The hut was the symbol of the backward Romanian society. Historian Constantin Barbulescu from the Babes-Bolyai University of Cluj Napoca pointed out how the description made by the first social reformers had been taken over by doctors too. Constantin Barbulescu:



“Of all types of houses, huts are the most criticized in terms of hygiene. They are considered the most unhygienic type of peasant house, hence the rich medical discourse on that topic. This type of discourse is usually negative, describing peasant realities in a negative manner. An 1830 work by doctor Constantin Caracas includes all the clichés of the medical discourse, namely the small size of houses, the unhygienic building materials, the piles of animal excrements, the muddy courtyards, or the lack of outhouses for sheltering animals. Doctors built on those symbolic images in the second half of the 19th Century as well. They carried on the traditional negative image about the peasant house and circulated the existing representations, but with the ambition of providing a scientific basis. In the late 1870s, doctor Constantin Istrati studied the peasants’ unhygienic condition from what he claims was a scientific viewpoint. In his well-known paper, however, he only uses a lot of scientific terms, but makes a description of the peasant house which is quite similar to that of his predecessors. All those terms were designed to turn a profane text into a scientific one and the descriptive discourse into a scientific one.”



Doctor Constantin Istrati wrote that most of the peasants, ”live in worse conditions than Zulus,” using the parallel with an African population to better capture the scope of the disaster. But in 50 years alone, the perception on peasants and hut dwellers changed, turning from commiseration into superiority complex. Historian Constantin Barbulescu again:



“If we compare the descriptions of the rural habitat in the late 18th Century or early 19th Century with the medical texts of the second half of the 19th Century, the difference is insignificant: the same shabby huts, the same dire poverty. Nevertheless, there is an utterly different interpretation of the two types of texts that are so similar. Dinicu Golescu and most foreign travelers place that type of habitat in the wider context of the ruthless exploitation the peasant was subject to by the authorities of the time. Golescu’s text only expresses sorrow and “enlightened and Christian compassion for the fate of those divine beings”, for peasants that is. But for the doctors in the second half of the century, no longer attached to the Christian faith and being trained in the Western spirit of science and progress, those “divine beings” were mere primitives, whom they can’t help regarding with irony and contempt. The peasants described by Dr.

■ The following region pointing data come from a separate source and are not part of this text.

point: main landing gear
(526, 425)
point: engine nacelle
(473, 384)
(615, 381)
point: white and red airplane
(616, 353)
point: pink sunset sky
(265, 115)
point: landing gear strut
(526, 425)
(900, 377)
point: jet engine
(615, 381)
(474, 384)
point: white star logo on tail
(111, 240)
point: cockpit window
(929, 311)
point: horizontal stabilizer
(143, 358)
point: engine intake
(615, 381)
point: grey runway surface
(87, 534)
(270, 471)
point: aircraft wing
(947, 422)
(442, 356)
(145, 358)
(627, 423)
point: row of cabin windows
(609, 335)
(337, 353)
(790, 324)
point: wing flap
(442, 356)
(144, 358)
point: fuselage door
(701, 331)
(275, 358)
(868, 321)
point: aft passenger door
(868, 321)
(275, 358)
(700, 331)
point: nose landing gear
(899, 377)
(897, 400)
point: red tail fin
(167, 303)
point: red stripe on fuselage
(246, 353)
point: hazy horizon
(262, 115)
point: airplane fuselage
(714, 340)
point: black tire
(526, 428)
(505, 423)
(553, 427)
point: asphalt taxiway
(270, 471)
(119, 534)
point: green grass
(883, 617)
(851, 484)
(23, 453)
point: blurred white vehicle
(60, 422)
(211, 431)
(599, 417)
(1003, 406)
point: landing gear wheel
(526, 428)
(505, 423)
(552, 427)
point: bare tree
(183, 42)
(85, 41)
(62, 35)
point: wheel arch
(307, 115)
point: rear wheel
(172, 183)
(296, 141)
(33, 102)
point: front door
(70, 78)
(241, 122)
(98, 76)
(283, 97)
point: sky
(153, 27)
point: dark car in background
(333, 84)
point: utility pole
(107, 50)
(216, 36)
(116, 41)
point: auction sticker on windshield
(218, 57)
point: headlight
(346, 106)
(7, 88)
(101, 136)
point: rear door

Istrati live in houses which most of the time are dilapidated, primitive and, ”in such conditions that I don’t know if one could say that they have made any progress since pre-historic times”. It was actually an elegant way of saying that peasants themselves live somewhere in the pre-historic times their huts suggested.”



For social reformers and doctors, the hut was a stain for 1900 Romania, so town-planning laws and regulations were introduced, to remove that blot. The surface dwelling, which peasants thought to be of lower quality and cheaper than the traditional hut, gained ground not because of the tough legislation, but because it was in fashion at the time. On the eve of World War I, huts had come to account for less than 10% of rural dwellings.